Comparison of recurrent and non-recurrent cases is shown in Table 1. Significant differences were found for colistin use (84.4% vs. 62.2%, p = 0.01), meropenem-colistin-tigecycline regimen (43.8% vs. 24.8%, p = 0.03) and length of therapy (median 18 vs. 14 days, p = 0.004).

All-cause 180-day mortality was significantly higher in recurrent cases (34.4% vs. 16.1%, p = 0.02).

The analysis of risk factors for recurrence is shown in Table 2. At the multivariate analysis the only variable that remained significantly associated with recurrent CR-KP BSI as a protective factor was source control.

Table 2 Univariate and multivariate analysis of risk factors for recurrence in patients cured of a first CR-KP BSI episode

Discussion

We observed that recurrent CR-KP BSI among patients cured of the first episode is frequent and associated with higher long-term mortality. Source control was the only protective factor associated with recurrent CR-KP BSI at multivariate analysis.

Messina and colleagues recently investigated how often patients colonized or infected with CR-KP were readmitted with repeat positive cultures for CR-KP [4]. CR-KP readmission was observed in 20% of cases, a figure similar to that of our study.

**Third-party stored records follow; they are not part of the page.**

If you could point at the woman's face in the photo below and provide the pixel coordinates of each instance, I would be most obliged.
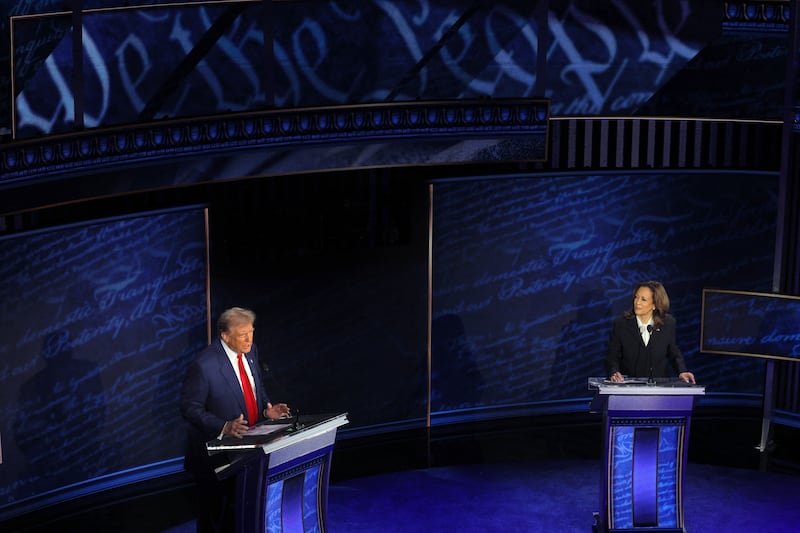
(643, 305)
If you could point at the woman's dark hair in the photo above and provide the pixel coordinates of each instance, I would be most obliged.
(660, 301)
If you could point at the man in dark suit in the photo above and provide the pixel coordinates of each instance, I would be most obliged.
(642, 342)
(222, 394)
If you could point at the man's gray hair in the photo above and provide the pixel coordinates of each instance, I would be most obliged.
(234, 316)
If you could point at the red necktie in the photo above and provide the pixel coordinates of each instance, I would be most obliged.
(249, 397)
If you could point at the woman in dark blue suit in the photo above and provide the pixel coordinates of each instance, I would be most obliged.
(213, 401)
(642, 342)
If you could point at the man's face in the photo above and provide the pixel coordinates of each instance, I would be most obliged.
(239, 337)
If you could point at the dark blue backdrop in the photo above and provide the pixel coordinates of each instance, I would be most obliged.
(529, 273)
(98, 322)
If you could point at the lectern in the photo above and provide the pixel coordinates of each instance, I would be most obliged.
(646, 435)
(282, 472)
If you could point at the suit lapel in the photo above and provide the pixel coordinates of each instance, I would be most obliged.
(228, 374)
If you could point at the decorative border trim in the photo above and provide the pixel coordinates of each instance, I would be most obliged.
(293, 128)
(763, 15)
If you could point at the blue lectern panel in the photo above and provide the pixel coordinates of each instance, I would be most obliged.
(633, 503)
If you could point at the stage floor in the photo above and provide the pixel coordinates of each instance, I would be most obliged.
(550, 496)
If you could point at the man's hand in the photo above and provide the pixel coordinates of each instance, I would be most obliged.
(236, 427)
(279, 410)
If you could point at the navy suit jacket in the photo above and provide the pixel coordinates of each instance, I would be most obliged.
(627, 353)
(211, 396)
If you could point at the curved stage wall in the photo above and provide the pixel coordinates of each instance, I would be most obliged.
(528, 273)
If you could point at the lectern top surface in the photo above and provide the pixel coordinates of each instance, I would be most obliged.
(644, 386)
(263, 434)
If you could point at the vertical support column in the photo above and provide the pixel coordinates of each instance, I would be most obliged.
(779, 387)
(77, 63)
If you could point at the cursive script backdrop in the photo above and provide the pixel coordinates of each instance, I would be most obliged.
(97, 323)
(599, 58)
(529, 273)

In addition, the authors examined the impact of treatment on the risk for CR-KP readmission [4]. Independent risk factors for 90-day CR-KP readmission were: malignant tumour, tigecycline regimen, and receipt >1 in vitro active antibiotic [4]. We observed in the univariate analysis that colistin use, meropenem-colistin-tigecycline regimen, and longer duration of antibiotic therapy during the index BSI were risk factors for recurrent CR-KP BSI. However, at the multivariate model the only variable associated with recurrence as a protective factor was source control. In our opinion, the impact of antibiotic treatment on CR-KP recurrence should be further investigated in larger multicentre studies.

It is unknown whether the introduction of the new active drugs against CR-KP, such as ceftazidime-avibactam, will reduce the rate of recurrence. Unfortunately, in a recent series on the use of ceftazidime-avibactam for treating 37 patients with CR-KP infection, the recurrence rate was 23% [10].

Our study has limitations. First, the single centre design with limited sample size hampers the generalizability of our results and the statistical power of our analysis. Second, genotyping of the strains was not performed thus we were not able to differentiate recurrences between relapses and re-infections [11]. The fact that all but one of the recurrences occurred within 60 days after the index episode may suggest that most episodes were relapses [12]. Third, follow-up blood cultures were drawn at the discretion of attending physicians, thus in several cases the microbiological clearance was presumed on the basis of the good clinical, laboratory and imaging response as normally performed with Gramme negative BSI. Finally, the impact of resistance to the administered antibiotics was analysed using the susceptibility results obtained with the Vitek 2 automated system. Although there are more accurate methods, this is one of the most common systems used.

To conclude, recurrence is frequent among patients cured of CR-KP BSI and it is associated with higher long-term mortality. When feasible, source control is mandatory to avoid recurrence. The impact of antibiotic therapy should be further investigated in large multicentre studies.